10 Aralık: Hakların Hâlâ Öğretilemediği Bir Dünya
Bugün 10 Aralık… Takvimlerde “Dünya İnsan Hakları Günü” olarak yer alan bu tarih, aslında insanlığın hâlâ tamamlayamadığı bir ödevin hatırlatıcısı niteliğinde. Kutlanıyor olması, ne yazık ki gerçek anlamda uygulanabildiği anlamına gelmiyor. Çünkü dünyanın birçok ülkesinde olduğu gibi bizim ülkemizde de kendi haklarını bilmeyen milyonlarca insan yaşamını sürdürüyor.
Hak bilinci olmayınca, hak arayışı da olmuyor. Bu durum, güç sahiplerine alan açarken güçsüzü daha da savunmasız hâle getiriyor. Sonuç ise toplumun geniş kesimlerinin mağduriyeti… Yani insan hakları ihlalleri sadece hukuki bir mesele değil; aynı zamanda sosyolojik ve eğitsel bir problem.
Tam da bu noktada eğitimin hayati önemi bir kez daha ortaya çıkıyor. Çünkü haklarını bilmeyen bireyler, hakları ihlal edildiğinde bunun farkına bile varmıyor. Oysa adil, eşit ve özgür bir toplumun inşası ancak bilinçli bireylerle mümkün. Eğitimin temel amaçlarından biri de insanı sadece meslek sahibi yapmak değil; haklarını tanıyan, sorumluluklarının farkında olan ve adalet duygusu gelişmiş bireyler yetiştirmektir.
İnsan Hakları Evrensel Bildirgesi’nin kabul edilişinin üzerinden onca yıl geçmesine rağmen, pek çok toplum hâlâ bu ilkelerin uzağında.
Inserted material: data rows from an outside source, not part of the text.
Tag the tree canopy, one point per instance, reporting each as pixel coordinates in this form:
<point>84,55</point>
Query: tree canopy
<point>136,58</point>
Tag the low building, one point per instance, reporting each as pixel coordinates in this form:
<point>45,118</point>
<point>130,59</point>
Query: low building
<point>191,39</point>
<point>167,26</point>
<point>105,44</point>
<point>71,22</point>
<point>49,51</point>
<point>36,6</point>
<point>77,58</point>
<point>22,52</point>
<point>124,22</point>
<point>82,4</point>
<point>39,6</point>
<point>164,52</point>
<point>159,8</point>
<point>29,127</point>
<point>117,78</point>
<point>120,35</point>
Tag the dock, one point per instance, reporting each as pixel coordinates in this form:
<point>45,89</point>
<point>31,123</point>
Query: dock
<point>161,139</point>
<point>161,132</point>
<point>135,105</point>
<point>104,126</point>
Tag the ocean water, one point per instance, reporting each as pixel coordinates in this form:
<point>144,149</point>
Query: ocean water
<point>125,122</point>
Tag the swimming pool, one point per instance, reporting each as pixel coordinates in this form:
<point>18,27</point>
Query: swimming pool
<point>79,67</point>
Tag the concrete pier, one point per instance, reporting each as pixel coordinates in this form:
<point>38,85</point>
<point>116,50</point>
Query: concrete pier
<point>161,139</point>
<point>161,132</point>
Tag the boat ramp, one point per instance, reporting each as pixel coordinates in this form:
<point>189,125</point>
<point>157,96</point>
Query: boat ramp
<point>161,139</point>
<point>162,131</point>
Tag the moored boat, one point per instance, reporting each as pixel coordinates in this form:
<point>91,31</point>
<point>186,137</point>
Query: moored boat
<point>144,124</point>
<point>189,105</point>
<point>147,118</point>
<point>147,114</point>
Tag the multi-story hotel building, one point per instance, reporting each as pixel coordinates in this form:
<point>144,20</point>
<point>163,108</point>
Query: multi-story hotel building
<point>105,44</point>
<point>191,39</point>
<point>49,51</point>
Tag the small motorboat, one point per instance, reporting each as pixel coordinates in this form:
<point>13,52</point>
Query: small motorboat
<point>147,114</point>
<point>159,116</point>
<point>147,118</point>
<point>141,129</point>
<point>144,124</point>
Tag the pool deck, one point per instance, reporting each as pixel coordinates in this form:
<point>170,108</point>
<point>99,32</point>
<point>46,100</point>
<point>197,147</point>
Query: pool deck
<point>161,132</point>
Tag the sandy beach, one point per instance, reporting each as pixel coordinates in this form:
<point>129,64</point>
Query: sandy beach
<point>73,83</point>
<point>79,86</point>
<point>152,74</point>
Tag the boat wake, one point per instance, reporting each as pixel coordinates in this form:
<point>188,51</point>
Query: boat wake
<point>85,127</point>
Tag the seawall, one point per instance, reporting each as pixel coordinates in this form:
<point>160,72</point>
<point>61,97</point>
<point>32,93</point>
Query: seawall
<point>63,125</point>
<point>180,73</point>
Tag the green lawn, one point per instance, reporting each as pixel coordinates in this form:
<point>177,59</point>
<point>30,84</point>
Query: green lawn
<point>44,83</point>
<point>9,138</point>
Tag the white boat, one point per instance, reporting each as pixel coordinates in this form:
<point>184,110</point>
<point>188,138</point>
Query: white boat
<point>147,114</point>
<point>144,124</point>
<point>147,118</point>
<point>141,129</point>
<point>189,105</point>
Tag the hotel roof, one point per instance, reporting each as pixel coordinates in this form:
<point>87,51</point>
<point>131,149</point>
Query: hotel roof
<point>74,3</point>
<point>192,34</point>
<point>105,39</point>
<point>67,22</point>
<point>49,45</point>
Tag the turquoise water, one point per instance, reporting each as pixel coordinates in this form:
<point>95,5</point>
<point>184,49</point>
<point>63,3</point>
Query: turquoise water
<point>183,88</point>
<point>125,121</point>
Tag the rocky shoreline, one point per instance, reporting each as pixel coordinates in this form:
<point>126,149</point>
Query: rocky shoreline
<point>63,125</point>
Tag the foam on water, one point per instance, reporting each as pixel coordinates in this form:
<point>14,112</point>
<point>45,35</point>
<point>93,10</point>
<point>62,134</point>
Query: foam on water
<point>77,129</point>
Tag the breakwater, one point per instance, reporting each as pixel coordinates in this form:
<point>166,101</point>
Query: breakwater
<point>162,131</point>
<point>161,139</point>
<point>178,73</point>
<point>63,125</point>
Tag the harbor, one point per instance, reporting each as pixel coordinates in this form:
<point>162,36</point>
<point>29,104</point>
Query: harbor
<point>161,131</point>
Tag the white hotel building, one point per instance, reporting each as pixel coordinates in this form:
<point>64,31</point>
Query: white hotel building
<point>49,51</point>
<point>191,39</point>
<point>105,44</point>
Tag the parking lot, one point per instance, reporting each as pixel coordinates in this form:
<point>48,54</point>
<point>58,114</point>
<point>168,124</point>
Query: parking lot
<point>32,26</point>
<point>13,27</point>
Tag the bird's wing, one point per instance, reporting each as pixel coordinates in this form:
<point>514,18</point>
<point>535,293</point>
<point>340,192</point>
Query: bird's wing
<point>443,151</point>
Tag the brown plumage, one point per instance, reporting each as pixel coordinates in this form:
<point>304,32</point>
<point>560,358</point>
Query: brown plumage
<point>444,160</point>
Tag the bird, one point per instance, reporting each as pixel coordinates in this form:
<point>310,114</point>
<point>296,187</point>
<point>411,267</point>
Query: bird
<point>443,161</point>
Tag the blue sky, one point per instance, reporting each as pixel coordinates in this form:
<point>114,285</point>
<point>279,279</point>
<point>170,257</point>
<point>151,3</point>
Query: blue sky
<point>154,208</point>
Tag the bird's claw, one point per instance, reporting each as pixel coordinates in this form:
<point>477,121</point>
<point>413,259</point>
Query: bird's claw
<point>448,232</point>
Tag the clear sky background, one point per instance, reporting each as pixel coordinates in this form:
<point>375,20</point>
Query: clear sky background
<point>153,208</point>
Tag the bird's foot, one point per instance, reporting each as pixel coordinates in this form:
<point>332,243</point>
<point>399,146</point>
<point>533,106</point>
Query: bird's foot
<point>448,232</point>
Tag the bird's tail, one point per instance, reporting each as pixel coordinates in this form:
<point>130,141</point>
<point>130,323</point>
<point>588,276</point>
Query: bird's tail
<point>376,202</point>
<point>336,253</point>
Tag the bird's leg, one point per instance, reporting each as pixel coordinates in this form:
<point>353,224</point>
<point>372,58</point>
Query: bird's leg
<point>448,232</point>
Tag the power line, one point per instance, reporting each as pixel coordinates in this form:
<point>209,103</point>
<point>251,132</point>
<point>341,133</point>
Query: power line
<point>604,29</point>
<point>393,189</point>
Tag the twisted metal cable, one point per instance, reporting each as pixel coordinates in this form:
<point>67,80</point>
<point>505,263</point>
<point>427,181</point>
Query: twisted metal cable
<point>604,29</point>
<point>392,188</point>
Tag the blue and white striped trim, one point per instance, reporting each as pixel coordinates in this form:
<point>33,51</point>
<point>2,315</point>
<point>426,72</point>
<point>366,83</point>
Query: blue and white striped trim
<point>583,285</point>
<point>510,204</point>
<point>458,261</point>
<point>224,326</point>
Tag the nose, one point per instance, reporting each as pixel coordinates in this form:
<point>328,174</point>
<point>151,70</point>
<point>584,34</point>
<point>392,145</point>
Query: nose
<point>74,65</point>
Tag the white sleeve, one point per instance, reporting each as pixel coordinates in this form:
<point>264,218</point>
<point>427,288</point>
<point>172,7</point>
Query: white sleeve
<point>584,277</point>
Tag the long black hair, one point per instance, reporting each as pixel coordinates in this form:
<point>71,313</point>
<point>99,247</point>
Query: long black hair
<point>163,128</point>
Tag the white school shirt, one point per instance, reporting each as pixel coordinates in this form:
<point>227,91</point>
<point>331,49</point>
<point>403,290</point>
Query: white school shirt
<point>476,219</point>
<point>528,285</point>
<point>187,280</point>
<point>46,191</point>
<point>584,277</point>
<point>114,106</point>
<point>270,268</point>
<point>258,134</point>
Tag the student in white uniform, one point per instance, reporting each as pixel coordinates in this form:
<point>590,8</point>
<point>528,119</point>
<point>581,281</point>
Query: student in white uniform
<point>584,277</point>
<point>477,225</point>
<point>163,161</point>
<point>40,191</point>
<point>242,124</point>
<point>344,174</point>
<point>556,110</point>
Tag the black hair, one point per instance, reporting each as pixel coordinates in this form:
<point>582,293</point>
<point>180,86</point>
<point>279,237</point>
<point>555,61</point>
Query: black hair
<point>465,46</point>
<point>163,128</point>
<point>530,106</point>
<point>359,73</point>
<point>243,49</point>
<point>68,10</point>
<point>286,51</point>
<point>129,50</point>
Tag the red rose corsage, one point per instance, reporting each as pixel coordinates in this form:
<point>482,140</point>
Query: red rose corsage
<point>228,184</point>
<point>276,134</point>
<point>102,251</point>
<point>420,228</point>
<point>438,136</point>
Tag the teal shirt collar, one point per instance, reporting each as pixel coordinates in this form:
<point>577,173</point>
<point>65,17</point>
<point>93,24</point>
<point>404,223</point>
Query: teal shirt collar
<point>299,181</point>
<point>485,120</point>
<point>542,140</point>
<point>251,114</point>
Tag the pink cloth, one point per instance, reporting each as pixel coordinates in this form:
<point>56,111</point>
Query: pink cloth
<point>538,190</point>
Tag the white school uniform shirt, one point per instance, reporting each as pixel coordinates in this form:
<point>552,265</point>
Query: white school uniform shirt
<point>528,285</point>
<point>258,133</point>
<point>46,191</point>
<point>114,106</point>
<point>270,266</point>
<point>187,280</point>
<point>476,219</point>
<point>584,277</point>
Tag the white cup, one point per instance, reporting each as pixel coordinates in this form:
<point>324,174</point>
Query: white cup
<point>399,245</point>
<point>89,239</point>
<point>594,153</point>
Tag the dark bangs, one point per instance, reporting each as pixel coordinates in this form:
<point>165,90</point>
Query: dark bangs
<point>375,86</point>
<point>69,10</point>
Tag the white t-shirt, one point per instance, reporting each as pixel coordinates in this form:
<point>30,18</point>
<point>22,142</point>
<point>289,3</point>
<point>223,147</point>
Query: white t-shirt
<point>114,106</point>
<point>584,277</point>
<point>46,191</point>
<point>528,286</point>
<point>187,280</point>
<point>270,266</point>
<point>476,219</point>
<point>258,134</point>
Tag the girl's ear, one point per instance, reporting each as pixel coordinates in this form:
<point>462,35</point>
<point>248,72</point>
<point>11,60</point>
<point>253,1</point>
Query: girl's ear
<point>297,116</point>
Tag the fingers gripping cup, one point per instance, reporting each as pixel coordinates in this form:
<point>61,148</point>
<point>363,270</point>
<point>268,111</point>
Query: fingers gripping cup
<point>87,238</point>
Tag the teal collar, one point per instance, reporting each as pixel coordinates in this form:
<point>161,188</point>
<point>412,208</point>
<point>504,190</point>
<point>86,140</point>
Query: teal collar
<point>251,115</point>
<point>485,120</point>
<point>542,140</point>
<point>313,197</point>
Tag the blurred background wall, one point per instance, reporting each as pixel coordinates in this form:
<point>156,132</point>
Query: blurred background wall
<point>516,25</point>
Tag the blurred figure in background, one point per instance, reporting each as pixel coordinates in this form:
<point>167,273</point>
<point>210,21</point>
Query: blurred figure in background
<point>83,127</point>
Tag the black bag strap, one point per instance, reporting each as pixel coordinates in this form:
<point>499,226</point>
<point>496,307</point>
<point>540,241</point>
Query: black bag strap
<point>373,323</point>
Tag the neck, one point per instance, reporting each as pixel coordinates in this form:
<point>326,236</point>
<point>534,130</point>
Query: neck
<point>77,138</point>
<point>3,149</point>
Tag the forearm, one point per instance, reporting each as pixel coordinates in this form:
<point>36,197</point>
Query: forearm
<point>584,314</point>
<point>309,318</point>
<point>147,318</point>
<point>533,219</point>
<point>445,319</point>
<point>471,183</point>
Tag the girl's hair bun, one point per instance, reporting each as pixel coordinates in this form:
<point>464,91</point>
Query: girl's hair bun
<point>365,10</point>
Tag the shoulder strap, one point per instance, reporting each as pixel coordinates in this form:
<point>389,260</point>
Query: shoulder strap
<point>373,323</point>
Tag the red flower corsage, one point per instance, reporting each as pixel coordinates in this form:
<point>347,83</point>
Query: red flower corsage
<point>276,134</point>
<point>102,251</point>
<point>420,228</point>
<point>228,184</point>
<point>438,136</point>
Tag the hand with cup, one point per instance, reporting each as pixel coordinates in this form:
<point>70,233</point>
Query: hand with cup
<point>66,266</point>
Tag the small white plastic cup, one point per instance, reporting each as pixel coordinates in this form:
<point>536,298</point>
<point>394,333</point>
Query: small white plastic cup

Hâlâ eşitlik arayışı sürüyor, hâlâ adalet mücadelesi veriliyor ve hâlâ en temel haklardan mahrum bırakılan milyonlar var.
Oysa insan olmak, başlı başına haklara sahip olmak için yeterlidir. Adil, eşit ve özgür bir yaşam sadece belli kesimlerin değil; her bireyin, her topluluğun, her milletin hakkıdır. Bu hakların güvence altına alındığı bir düzeni kurmak ise hem devletlerin hem de bireylerin ortak sorumluluğudur.
Bugün, İnsan Hakları Günü vesilesiyle yapılması gereken en önemli şey, kutlamalardan çok, eksiklerimizi görmek ve geleceğe dair daha güçlü bir bilinç oluşturmaktır. Çünkü hak bilinci arttıkça, adalet de güçlenir; adalet güçlendikçe toplumlar daha yaşanabilir hâle gelir.